Klingt logisch, ist in der Praxis aber schwer. Wie jeder Einzelne und jede Einzelne von uns haben auch Unternehmen als ganze Organisationen ein bestimmtes Beharrungsvermögen, halten lieber am Bewährten fest, als Neues zu wagen. Doch in den Zeiten der Zeitenwende und des fundamentalen technologischen Wandels ist diese Strategie brandgefährlich.

Der erste Schritt der Veränderung beginnt damit, mehr zu erfahren über den „inneren Schweinehund“ auch in Organisationen und Unternehmen – und mit diesem Wissen dann entschieden dagegen vorzugehen.

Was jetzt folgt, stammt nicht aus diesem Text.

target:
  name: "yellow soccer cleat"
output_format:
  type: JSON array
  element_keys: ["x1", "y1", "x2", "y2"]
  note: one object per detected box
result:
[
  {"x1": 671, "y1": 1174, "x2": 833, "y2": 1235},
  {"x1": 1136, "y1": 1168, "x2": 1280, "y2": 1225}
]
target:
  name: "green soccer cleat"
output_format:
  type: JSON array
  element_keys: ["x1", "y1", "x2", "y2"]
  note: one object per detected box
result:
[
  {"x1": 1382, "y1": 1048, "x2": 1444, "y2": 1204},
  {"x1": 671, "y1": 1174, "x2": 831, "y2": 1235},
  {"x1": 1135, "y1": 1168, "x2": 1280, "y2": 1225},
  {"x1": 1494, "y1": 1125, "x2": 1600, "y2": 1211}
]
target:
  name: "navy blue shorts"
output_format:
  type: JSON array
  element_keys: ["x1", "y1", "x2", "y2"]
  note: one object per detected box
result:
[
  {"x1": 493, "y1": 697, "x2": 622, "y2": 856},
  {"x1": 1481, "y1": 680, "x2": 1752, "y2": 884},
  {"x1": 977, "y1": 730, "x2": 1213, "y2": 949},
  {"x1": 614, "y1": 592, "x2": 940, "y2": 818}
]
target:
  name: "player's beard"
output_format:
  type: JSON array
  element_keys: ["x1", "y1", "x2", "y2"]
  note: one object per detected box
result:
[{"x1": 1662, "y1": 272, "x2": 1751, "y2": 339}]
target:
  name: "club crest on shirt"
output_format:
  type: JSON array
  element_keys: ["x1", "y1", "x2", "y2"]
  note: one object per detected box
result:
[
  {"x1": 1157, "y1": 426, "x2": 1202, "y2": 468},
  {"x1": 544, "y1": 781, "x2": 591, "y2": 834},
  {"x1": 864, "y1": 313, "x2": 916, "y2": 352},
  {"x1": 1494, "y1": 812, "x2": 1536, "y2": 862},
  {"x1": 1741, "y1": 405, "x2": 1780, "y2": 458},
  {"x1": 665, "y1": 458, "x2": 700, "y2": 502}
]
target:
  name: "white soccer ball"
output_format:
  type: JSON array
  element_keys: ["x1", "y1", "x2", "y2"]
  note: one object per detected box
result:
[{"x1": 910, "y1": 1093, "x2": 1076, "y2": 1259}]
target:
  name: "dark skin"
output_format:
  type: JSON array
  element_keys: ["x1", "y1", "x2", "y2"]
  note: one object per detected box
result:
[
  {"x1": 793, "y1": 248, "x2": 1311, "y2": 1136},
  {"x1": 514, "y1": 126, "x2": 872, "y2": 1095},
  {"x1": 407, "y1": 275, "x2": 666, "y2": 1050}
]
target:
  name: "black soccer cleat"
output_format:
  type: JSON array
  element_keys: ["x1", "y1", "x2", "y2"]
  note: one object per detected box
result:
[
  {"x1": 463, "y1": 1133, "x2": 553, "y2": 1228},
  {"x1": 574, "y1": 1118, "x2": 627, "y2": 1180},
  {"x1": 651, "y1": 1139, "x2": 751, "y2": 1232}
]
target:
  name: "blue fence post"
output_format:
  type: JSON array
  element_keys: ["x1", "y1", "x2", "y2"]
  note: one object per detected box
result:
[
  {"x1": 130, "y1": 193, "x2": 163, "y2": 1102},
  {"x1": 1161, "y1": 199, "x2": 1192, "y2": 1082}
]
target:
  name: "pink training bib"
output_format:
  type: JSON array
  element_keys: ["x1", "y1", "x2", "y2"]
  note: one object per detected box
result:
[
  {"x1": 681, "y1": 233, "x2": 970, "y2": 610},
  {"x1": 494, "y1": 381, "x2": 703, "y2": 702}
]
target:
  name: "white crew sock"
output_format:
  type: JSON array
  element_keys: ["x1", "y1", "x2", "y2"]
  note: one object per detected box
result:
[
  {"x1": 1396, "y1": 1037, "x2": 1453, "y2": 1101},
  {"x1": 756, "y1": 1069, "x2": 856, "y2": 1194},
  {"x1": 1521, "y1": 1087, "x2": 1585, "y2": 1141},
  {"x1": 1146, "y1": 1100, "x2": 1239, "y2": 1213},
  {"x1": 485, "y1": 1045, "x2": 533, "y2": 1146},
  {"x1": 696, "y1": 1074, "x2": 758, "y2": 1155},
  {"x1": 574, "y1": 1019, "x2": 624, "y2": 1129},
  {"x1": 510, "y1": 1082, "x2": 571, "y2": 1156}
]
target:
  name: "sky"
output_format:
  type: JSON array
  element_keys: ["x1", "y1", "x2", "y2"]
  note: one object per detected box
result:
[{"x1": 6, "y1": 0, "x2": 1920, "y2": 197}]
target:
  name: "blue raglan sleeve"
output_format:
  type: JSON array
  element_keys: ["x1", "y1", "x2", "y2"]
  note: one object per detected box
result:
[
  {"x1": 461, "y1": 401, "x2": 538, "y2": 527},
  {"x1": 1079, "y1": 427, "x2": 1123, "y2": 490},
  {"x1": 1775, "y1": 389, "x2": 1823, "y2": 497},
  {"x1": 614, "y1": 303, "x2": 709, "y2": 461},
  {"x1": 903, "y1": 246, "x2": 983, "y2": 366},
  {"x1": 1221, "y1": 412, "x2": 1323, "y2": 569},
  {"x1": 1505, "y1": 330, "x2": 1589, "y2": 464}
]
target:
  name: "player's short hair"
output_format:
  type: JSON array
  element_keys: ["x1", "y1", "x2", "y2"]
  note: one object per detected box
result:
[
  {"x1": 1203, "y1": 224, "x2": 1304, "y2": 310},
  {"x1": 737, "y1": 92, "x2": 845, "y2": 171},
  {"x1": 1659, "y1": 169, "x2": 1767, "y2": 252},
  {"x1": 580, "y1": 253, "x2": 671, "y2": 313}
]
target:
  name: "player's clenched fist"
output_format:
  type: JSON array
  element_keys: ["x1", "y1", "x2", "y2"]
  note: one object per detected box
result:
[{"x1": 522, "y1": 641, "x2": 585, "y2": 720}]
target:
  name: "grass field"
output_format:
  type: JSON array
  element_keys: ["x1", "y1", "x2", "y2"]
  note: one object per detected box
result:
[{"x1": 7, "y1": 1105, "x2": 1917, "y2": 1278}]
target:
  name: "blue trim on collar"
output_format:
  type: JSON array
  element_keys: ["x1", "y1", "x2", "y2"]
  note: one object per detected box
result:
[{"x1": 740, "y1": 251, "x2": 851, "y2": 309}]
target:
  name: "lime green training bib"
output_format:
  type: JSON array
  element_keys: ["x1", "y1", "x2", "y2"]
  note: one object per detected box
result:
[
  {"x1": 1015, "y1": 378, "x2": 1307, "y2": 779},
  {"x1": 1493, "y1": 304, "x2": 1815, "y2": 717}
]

Genau auf dieser Denke beruht der Beratungsansatz der Agentur Kochstrasse. 1995 auf einem Dachboden in der gleichnamigen Straße in Hannover-Linden gegründet, arbeiten dort heute mehr als 60 Mitarbeiterinnen und Mitarbeiter für renommierte Kunden aus dem Großraum Hannover und ganz Deutschland – darunter Unternehmen wie Continental, Daimler, TUI, Volkswagen, Rossmann, Komatsu, Sennheiser, die AOK Niedersachsen oder das Land Niedersachsen. Kochstrasse definiert sich als Strategie- und Kreativagentur mit den Kernkompetenzen Neuromarketing, Strategie und Consulting, Kampagne und Branding, Motion/Film und 3D sowie Social Media und GIF-Marketing.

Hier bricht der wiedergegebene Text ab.